Posted by TheFallen on March 11, 2002
In Reply to: Seven years of college down the drain posted by ESC on March 11, 2002
: : : : I have always understood that people who behave according to the letter of the law maybe technically correct, but may miss the point or spirit of why the law was made in the first place.
: : : : I have used the phrase, "he's sticking to the letter of the law" in a disparaging way. However, I have found people I've met here in the US using the same phrase in exactly the opposite sense. Also, when they say he's acting in the spirit of the law, they mean it in a negative way.
: : : My usage of the term matches your understanding, and I'd be interested if you could give a reference to the opposite use.
: : : When I attended George Washington University (Washington D.C.) in the 60s, most students dressed for class in what we would now call business casual.
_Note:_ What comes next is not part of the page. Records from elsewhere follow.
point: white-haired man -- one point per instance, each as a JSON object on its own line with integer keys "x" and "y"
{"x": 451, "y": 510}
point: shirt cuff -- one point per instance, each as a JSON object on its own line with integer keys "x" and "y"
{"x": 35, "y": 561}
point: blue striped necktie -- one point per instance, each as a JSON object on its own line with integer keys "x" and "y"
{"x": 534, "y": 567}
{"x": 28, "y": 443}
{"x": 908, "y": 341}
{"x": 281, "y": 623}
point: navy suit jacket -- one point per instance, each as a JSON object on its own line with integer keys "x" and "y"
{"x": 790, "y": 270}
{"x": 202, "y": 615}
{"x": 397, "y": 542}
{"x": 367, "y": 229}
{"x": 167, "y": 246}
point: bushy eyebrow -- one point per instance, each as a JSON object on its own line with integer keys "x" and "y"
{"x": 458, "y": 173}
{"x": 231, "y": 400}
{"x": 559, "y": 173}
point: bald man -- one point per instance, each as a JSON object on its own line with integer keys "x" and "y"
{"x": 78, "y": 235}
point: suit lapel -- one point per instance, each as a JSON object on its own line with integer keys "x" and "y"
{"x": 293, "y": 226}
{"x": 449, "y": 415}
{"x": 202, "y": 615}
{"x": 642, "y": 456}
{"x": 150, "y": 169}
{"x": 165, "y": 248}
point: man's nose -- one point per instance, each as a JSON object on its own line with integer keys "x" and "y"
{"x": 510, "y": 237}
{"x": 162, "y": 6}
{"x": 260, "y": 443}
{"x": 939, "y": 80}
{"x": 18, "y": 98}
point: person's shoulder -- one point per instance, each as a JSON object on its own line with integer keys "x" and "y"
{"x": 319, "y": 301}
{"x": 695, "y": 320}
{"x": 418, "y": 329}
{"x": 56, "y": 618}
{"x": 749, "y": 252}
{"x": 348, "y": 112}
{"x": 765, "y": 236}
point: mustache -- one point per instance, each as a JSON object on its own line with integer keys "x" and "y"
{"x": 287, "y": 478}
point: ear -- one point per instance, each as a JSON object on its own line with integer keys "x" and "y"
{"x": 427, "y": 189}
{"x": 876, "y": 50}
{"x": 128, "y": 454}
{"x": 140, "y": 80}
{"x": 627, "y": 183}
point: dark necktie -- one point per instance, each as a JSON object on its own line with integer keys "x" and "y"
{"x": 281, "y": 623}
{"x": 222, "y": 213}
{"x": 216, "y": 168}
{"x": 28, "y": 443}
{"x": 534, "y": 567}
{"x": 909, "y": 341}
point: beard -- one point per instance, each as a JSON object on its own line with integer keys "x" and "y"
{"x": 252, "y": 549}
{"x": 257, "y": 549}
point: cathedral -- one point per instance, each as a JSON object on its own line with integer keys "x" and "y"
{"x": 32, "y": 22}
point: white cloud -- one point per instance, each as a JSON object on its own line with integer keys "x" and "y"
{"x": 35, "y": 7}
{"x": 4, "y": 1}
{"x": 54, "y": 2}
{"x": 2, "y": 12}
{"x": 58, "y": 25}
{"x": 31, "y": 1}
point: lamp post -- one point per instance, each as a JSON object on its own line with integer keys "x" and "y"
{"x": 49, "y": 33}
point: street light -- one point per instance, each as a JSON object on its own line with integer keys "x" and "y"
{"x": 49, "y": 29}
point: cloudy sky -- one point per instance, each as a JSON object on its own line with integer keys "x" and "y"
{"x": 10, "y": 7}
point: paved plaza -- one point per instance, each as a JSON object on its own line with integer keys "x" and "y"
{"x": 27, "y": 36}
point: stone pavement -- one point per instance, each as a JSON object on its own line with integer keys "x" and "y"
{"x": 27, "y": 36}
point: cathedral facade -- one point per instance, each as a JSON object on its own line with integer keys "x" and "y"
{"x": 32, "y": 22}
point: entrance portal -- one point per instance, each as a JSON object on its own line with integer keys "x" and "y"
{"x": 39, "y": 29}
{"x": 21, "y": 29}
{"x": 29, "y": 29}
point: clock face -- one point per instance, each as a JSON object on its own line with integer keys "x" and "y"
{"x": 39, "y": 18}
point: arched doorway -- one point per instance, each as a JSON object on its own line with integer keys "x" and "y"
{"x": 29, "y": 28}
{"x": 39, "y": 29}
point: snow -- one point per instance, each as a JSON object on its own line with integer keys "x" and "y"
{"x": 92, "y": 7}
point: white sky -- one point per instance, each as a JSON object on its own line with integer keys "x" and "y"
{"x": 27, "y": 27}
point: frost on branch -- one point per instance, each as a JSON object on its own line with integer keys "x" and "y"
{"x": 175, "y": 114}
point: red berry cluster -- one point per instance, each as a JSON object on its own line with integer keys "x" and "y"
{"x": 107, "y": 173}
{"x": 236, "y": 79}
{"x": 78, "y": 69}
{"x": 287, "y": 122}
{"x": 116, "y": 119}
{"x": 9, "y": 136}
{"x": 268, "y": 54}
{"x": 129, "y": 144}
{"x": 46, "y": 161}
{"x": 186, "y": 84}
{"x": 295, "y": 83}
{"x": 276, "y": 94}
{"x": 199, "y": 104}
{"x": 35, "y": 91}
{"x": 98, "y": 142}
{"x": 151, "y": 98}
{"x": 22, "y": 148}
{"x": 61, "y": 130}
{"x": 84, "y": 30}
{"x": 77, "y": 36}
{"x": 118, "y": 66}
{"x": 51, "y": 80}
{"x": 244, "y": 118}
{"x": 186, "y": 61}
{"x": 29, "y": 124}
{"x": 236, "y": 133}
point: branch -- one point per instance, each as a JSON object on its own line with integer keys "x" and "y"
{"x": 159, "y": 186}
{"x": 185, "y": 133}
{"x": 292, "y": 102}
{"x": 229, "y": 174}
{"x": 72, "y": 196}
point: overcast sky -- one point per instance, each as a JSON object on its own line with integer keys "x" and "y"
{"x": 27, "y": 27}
In an attempt to upgrade the students' appearence the Administration decreed that male students must wear a shirt and tie to classes. Since GWU is known for it's excellence as a University that teaches law, the students complied with the letter of the law and began wearing tattered T-shirts - with a tie - to class. They also abandonded socks with their shoes, and wore ragged cut-off shorts.
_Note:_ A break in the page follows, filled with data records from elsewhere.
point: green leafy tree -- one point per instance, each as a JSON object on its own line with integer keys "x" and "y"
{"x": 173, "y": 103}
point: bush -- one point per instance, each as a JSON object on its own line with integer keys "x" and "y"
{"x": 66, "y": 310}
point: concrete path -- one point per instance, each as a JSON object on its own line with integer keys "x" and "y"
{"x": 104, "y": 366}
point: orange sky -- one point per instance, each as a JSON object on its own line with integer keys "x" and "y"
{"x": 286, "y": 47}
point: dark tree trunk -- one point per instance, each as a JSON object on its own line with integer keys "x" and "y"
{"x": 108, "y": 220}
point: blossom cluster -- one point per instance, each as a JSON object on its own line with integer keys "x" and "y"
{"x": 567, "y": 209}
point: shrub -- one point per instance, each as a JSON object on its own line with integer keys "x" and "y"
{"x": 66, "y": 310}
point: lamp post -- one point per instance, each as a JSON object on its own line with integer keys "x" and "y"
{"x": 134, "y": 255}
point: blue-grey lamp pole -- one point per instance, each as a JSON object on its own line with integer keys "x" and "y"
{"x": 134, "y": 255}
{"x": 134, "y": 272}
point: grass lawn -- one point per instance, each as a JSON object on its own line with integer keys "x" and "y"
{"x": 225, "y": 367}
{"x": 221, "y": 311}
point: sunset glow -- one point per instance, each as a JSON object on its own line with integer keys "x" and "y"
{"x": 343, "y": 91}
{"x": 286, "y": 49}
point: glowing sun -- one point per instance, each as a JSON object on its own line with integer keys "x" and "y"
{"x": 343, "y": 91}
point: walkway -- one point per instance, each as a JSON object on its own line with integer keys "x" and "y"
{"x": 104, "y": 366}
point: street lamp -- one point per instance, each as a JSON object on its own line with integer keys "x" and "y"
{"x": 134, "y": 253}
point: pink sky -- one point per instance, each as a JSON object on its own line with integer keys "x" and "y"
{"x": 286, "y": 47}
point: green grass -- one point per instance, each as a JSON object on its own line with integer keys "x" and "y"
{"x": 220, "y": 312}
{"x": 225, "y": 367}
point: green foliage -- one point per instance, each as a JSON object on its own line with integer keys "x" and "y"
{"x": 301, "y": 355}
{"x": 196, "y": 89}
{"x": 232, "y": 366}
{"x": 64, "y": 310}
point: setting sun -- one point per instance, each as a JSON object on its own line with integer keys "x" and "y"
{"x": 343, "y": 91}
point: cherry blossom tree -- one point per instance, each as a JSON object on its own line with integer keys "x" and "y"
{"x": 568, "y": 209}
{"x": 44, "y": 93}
: : : The Administration soon realized that dress codes could be written with ever increasing stipulations that students would circumvent, and repealed the dress code.
: : : The students went back to their their normal decent attire, and common sense ruled once again.
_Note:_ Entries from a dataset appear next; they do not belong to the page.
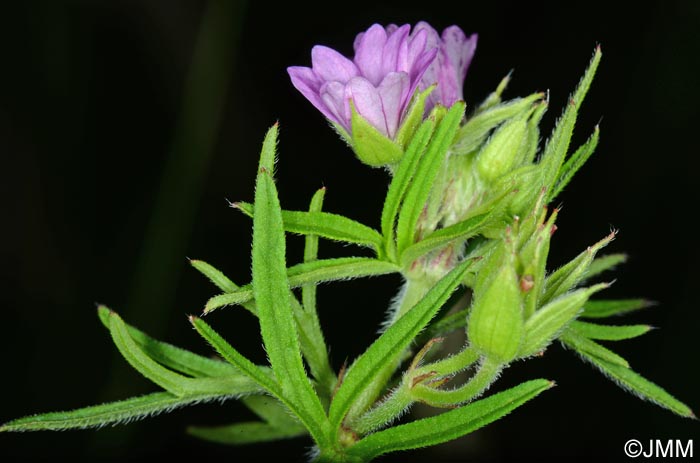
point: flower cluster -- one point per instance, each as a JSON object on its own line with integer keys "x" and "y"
{"x": 390, "y": 64}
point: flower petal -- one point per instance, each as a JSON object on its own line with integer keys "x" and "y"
{"x": 330, "y": 65}
{"x": 307, "y": 82}
{"x": 368, "y": 54}
{"x": 367, "y": 101}
{"x": 393, "y": 92}
{"x": 459, "y": 49}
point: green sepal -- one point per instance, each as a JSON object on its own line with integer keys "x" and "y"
{"x": 638, "y": 385}
{"x": 413, "y": 117}
{"x": 499, "y": 154}
{"x": 609, "y": 307}
{"x": 370, "y": 145}
{"x": 608, "y": 332}
{"x": 546, "y": 323}
{"x": 391, "y": 344}
{"x": 330, "y": 226}
{"x": 112, "y": 413}
{"x": 496, "y": 325}
{"x": 251, "y": 432}
{"x": 449, "y": 425}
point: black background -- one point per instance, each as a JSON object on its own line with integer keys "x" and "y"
{"x": 91, "y": 98}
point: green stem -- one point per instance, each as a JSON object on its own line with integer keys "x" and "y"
{"x": 487, "y": 374}
{"x": 383, "y": 413}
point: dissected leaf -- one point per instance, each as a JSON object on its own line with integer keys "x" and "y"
{"x": 449, "y": 425}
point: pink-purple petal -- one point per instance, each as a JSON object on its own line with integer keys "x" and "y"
{"x": 330, "y": 65}
{"x": 393, "y": 92}
{"x": 367, "y": 101}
: : Amazing story. I attended the U. of California at Berkeley in the 60s. Tattered T shirts and cutoffs would have been an upgrade there.
: I had an extended college career. What my brother-in-law called my "tour of colleges." In the late 60s women had to wear dresses to classes and the cafeteria. Then in the early to mid 70s it was worn out jeans and T-shirts. After the mid-70s it was back to "stylin'" What do kids wear now, I wonder?
To throw my own shame into the melting-pot, when I was at college in the very early 80's, I was most often to be found in a collarless "grand-dad" shirt, jeans so tight and straight-legged that I risked gangrene of my feet, and pairs of primary coloured shoes with white laces, all topped off with a battered linen jacket to be worn often with the sleeves rolled up. As to today's wear, from my limited observations, we have a clear north and south gender divide. Female students seem to be wearing crop-tops, where the crop creeps ever higher nosewards as time goes by, and male students seem to be set on wearing jeans cut for someone like John Goodman, belted somewhere about the knees to prevent them falling off. I suppose that almost sensibly, the girls have decided that the young female midriff is often an attractive thing to show off, but with typical male idiocy, the guys have decided that what everyone wants to see is most of their underwear.